= The H Dubai =

Hotel in Dubai

The H Dubai is a 5-star hotel located in Dubai, United Arab Emirates, on the perimeter of the Dubai International Financial Centre (DIFC) and the Dubai World Trade Centre at Number One Sheikh Zayed Road.

== The building ==

The building is composed of two towers and has the shape of the letter H. One tower is a 34-floor hotel and the other is a 40-floor office tower, linked on the 29th floor by a Sky Suite.

The hotel is 142,6 m (467,8 ft.) high and has 236 rooms, suites, and apartments. The Royal Penthouse Suite is spread across 1,130 sqm over two floors with a 360-degree view of Dubai, a majlis and a rooftop private pool.

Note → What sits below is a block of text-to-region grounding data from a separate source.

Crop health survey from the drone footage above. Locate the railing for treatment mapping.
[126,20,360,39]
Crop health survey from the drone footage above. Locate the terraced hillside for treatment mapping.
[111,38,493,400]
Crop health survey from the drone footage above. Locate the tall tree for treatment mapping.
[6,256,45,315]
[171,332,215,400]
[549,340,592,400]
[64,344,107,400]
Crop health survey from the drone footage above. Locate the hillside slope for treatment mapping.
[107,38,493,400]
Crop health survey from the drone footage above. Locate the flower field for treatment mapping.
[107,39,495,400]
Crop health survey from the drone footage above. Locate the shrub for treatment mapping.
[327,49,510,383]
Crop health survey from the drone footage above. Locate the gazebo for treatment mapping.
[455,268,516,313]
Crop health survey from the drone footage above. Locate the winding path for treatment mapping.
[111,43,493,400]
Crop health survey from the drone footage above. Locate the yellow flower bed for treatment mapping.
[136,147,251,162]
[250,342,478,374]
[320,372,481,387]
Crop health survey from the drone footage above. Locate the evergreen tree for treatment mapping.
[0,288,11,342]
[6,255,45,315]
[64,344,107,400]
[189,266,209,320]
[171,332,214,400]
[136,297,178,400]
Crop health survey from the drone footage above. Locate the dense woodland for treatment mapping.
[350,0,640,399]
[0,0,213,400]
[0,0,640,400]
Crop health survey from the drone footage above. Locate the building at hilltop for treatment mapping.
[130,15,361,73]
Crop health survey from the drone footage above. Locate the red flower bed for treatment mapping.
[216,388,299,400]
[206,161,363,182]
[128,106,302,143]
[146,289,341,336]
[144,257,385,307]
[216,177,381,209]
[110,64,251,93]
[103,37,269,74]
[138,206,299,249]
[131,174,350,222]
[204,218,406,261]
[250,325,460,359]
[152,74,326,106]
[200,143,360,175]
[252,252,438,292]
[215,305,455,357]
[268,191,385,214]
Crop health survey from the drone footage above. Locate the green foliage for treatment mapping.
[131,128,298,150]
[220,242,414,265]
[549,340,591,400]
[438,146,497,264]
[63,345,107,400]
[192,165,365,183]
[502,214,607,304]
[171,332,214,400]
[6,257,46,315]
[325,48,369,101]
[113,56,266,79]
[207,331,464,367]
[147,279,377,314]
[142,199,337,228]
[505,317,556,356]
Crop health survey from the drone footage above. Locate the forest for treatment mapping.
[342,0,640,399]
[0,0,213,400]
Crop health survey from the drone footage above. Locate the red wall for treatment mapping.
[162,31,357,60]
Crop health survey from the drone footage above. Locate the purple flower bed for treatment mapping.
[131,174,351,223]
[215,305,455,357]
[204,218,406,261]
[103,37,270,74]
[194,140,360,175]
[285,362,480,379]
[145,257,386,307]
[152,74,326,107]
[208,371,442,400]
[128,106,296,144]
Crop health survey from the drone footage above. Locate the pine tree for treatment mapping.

In addition, The H Dubai has 11 dining outlets, an events center, a Mandara Spa and an outdoor pool.

== The history ==

The construction of the building started in 2004 and lasted 3 years.
The project architect, Enzo Messina, wanted to create a transition between Bur Dubai and World Trade Centre, the office tower being the delimitation of these two districts.

The building is a blend of contemporary and Arabic style. During the construction, materials used were concrete, glazed-glass, aluminum, and marble with fossilized remains of species from 180 million years ago.

The lobby was designed as an atrium encircled by a series of glass balconies where guests on the first and second floors could see the lobby. In the center, the lounge was surrounded by some palm trees and a shallow water rill.

== Opening & rebranding ==

The hotel was opened to the public in 2007 and was named after the hotel brand Monarch, a five-star luxury hotel brand. It was part-owned and fully operated by Kuwait’s Refad Hotels and Resorts through a joint venture with a Dubai Government entity. The Monarch used to host royalty and international celebrities such as Richard Branson or Kofi Annan among others.

The management contract with Refad Hotels and Resorts ended and a private institutional investment house based in Abu Dhabi took full ownership of the hotel. In 2012, along with the change of ownership, The Monarch was rebranded as The H Hotel. Since 2019, the hotel is managed by STORY Hospitality, a UAE based hospitality management company.